LLM Moderation and Refusals
The study was further complicated when models refused to answer. Direct questions like “Who will win the election?” often triggered refusals, particularly from OpenAI’s GPT-4.
“Many of the models refused to directly predict election outcomes, which could be viewed as a successful form of ‘guardrailing’” Cen said. “It definitely affects the ability to extract insights but is an interesting phenomenon in and of itself!”
Models didn’t just refuse arbitrarily. In the study, refusal rates spiked around specific adjectives and questions. For instance, traits like trustworthy or corrupt triggered more refusals than others. This suggests that developers had baked in sensitivity filters around potentially controversial political descriptors.
Perplexity’s models and Gemini were more willing to offer direct answers, while OpenAI’s GPT series often hedged or withheld responses.
Bias, Belief, and the Exit Poll Paradox
To assess how models perceived voter behavior, the researchers developed a clever mechanism. By determining how models answered exit poll questions across voter groups such as those who supported Trump, Harris, or Biden, they could infer what proportion of “voters” each model implicitly believed belonged to each group.
The result is a lack of internal consistency. Models gave answers that, when reverse-engineered, pointed to contradictory beliefs about who won or how representative certain voter groups were. This wasn’t simply randomness. It suggested deep instability in model reasoning.
“These models are not self-consistent,” said Cen. “Sometimes ‘predicting’ a Harris win and sometimes ‘predicting’ a Trump win depending on the exit poll question being asked.”

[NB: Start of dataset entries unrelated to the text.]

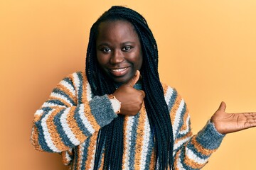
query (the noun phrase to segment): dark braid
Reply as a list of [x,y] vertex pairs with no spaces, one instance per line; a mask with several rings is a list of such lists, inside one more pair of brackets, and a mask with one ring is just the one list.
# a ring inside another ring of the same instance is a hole
[[[127,21],[139,36],[143,54],[141,68],[142,89],[145,91],[146,110],[151,130],[154,134],[155,169],[174,169],[173,149],[174,136],[167,104],[158,73],[158,50],[156,40],[144,18],[129,8],[112,6],[92,25],[86,58],[86,74],[94,95],[113,94],[114,84],[101,71],[96,57],[96,38],[100,23],[107,21]],[[94,169],[97,169],[104,149],[104,169],[121,169],[123,141],[124,116],[118,118],[99,132]]]

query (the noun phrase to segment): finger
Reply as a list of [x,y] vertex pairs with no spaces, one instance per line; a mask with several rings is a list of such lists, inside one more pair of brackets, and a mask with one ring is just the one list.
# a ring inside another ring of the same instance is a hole
[[136,71],[135,75],[126,84],[133,87],[139,79],[139,74],[140,74],[139,71],[139,70]]
[[145,98],[145,92],[143,90],[139,90],[139,91],[142,92],[143,98]]
[[222,101],[220,105],[220,107],[218,109],[218,111],[224,111],[225,112],[225,110],[226,108],[226,104],[225,103],[224,101]]

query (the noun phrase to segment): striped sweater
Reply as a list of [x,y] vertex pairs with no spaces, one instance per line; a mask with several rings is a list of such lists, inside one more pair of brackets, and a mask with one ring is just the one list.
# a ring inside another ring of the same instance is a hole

This creates a feedback loop. If LLMs mirror the polarized environments in which they are trained, and if users treat LLMs as neutral arbiters, what gets reinforced is not consensus, but pre-existing, fractured narratives.
What This Means for LLMs
Though the dataset focused on a U.S. presidential election, its structure is globally applicable. In a followup Q&A, the team envisions future research in more fragmented political environments like India, Germany, or Israel, where multi-party dynamics complicate binary framing.
“In a democracy where, for instance, party matters more than candidates, there could be greater emphasis on party platforms and the issues rather than the candidates,” Cen said.
The dataset of the study, which is publicly available at HuggingFace, has value well beyond politics. It shows how LLMs behave in domains like forecasting accuracy, guardrail robustness, and even meta-awareness, which is what models say about themselves.
The team’s work isn’t just a curious dataset or a warning about bias. It’s a challenge to the core narrative that LLMs are “neutral tools.” When behavior changes without prompt, and responses drift based on unseen variables, we’re not just interacting with models. We’re engaging with dynamic systems trained on ever-shifting data. And in that complexity lies both danger and possibility.
“LLMs both reflect and shape public sentiment,” Cen said.